Various SQL implementations across the globe provide a way to tally the internal working of the query that the admin/user executes. There are some established parameters that result in the output query when we use the EXPLAIN plan. Parameters like id, select_type, table, partitions, type, possible_keys, key, key_len, ref, etc. The resultant values in these parameters help the user to know the internal working (what look-up did the query perform, how many rows were examined by the query, etc) of the query.

To get to know more about explain plan I hosted an experiment and tested the result of the query with EXPLAIN plan. I tested scenarios in contrasts of using and not using indexes on a table.

“Indexes are critical to the performance of databases. Indexes become more important as data grows larger.”

This is the table ‘actors’ that is the mice in this experiment.

CREATE TABLE actors ( 
  ID bigint(10), 
  Name varchar(20), 
  Address varchar(50)
);

I created a procedure that populates the actors table with dummy data of 5000 rows. After populating the table with sample data, I selected data from actors using *WHERE ID=’'*.

SELECT * FROM actors WHERE ID=545;  

Explain clause clearly shows the internal working of this query. \G is used to get a well-formatted output.

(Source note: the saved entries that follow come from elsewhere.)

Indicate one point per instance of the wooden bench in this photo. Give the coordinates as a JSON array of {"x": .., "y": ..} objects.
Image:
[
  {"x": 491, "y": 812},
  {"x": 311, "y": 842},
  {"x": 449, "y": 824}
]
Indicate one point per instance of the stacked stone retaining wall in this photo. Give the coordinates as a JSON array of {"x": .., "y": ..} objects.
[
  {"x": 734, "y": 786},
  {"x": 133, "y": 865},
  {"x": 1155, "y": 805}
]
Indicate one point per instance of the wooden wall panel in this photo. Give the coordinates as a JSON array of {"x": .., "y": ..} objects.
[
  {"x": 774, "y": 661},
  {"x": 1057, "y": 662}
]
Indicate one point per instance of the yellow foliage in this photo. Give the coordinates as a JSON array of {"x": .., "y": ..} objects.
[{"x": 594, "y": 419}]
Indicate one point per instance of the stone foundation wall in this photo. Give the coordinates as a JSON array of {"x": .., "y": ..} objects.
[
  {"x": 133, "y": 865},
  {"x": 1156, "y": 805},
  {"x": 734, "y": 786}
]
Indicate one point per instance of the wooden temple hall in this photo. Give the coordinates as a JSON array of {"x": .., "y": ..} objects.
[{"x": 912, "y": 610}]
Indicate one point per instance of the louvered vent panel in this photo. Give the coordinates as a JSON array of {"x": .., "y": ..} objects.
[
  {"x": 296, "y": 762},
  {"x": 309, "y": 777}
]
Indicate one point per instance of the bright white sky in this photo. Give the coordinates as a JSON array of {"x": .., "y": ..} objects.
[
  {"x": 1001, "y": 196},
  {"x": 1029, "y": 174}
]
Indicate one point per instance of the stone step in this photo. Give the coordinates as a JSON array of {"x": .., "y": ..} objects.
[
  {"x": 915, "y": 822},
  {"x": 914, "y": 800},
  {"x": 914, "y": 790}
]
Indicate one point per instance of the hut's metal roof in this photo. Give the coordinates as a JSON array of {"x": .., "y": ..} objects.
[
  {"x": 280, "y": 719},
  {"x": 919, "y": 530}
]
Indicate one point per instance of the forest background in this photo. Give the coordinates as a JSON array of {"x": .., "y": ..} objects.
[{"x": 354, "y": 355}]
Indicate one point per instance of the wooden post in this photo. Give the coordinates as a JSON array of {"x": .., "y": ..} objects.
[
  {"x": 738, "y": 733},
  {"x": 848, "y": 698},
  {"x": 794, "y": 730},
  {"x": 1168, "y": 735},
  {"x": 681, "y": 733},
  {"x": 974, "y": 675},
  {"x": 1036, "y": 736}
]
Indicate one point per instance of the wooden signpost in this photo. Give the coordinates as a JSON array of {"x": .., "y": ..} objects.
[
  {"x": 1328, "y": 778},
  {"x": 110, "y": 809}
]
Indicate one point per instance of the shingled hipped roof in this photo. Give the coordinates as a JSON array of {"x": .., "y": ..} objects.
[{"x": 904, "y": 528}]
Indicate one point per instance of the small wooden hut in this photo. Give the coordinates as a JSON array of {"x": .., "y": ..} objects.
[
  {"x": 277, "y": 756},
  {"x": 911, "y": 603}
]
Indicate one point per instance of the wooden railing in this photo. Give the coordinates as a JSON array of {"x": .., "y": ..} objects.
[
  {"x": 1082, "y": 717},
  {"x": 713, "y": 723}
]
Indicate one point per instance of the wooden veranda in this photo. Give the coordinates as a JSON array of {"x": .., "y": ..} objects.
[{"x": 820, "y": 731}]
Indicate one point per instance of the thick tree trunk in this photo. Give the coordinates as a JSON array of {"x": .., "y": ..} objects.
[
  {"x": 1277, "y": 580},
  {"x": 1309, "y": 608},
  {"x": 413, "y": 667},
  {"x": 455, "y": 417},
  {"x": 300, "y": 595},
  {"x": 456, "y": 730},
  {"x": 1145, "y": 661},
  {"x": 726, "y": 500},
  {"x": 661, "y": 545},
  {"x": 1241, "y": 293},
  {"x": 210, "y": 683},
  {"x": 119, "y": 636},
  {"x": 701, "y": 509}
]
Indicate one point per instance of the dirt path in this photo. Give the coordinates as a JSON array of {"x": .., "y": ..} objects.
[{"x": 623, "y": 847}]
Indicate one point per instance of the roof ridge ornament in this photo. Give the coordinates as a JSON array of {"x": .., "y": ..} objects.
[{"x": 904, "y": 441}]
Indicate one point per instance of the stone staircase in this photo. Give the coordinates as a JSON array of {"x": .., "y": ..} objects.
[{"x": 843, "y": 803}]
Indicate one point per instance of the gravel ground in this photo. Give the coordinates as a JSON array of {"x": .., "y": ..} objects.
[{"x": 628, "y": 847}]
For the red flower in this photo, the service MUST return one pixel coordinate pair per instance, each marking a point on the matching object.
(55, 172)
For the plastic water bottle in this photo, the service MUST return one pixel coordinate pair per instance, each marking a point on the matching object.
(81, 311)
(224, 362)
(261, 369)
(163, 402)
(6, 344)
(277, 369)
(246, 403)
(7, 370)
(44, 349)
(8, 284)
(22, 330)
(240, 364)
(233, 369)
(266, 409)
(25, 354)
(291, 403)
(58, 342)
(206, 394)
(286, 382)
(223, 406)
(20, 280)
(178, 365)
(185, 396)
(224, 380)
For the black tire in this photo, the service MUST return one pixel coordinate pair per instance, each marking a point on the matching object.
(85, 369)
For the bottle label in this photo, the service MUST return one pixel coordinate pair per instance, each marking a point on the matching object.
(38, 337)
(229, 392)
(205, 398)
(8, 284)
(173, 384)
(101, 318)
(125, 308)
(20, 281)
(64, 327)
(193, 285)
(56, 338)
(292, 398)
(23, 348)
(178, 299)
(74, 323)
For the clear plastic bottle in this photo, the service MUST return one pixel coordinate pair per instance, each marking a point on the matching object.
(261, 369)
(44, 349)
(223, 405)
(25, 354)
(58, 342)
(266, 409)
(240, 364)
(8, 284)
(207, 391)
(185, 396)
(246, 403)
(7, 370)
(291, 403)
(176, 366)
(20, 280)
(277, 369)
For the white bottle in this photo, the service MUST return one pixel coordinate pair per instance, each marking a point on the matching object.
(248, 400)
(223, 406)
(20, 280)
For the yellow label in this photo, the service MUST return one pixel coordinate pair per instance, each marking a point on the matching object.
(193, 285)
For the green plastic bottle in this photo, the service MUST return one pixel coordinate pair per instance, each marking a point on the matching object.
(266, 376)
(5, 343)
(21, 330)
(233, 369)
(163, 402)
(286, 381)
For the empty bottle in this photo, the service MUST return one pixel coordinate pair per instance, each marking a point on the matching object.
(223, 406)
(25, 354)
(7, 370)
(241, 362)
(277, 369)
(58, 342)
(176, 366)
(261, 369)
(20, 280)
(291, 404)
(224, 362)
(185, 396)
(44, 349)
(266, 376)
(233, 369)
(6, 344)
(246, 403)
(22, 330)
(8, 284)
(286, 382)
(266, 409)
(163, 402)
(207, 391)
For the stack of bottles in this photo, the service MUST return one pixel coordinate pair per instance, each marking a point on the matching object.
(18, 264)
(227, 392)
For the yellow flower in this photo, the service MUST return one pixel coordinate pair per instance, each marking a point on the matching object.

EXPLAIN SELECT * FROM actors WHERE ID=545\G;

Output:

*************************** 1. row ***************************
           id: 1
  select_type: SIMPLE
        table: actors
   partitions: NULL
         type: ALL
possible_keys: NULL
          key: NULL
      key_len: NULL
          ref: NULL
         rows: 5000
     filtered: 10.00
        Extra: Using where
1 row in set, 1 warning (0.00 sec)

Let’s understand the output:

The id is output row number, select_type is ‘SIMPLE’ here there are many types ex; SIMPLE, PRIMARY, UNION, DEPENDENT UNION, etc.,
table is the relation name,
partitions are ‘The partitions from which records would be matched by the query.’,
type is what type of join is used,
possible_keys is a column indicating the indexes from which MySQL can choose to find the rows in this table. Note that this column is totally independent of the order of the tables as displayed in the output from EXPLAIN. (That means that some of the keys in possible_keys might not be usable in practice with the generated table order.),
the ‘key’ is the key that SQL actually uses,
key_len column indicates the length of the key that MySQL decided to use. The value of key_len enables you to determine how many parts of a multiple-part key MySQL actually uses. If the key column says NULL,
The ref column shows which columns or constants are compared to the index named in the key column to select rows from the table,
The rows column indicates the number of rows MySQL believes it must examine to execute the query,
The filtered column indicates an estimated percentage of table rows that will be filtered by the table condition. The maximum value is 100, which means no filtering of rows occurred. Values decreasing from 100 indicate increasing amounts of filtering. rows show the estimated number of rows examined and rows × filtered shows the number of rows that will be joined with the following table. For example, if rows are 1000 and filtered is 50.00 (50%), the number of rows to be joined with the following table is 1000 × 50% = 500,
The ‘extra’ column contains additional information about how MySQL resolves the query. For descriptions of the different values.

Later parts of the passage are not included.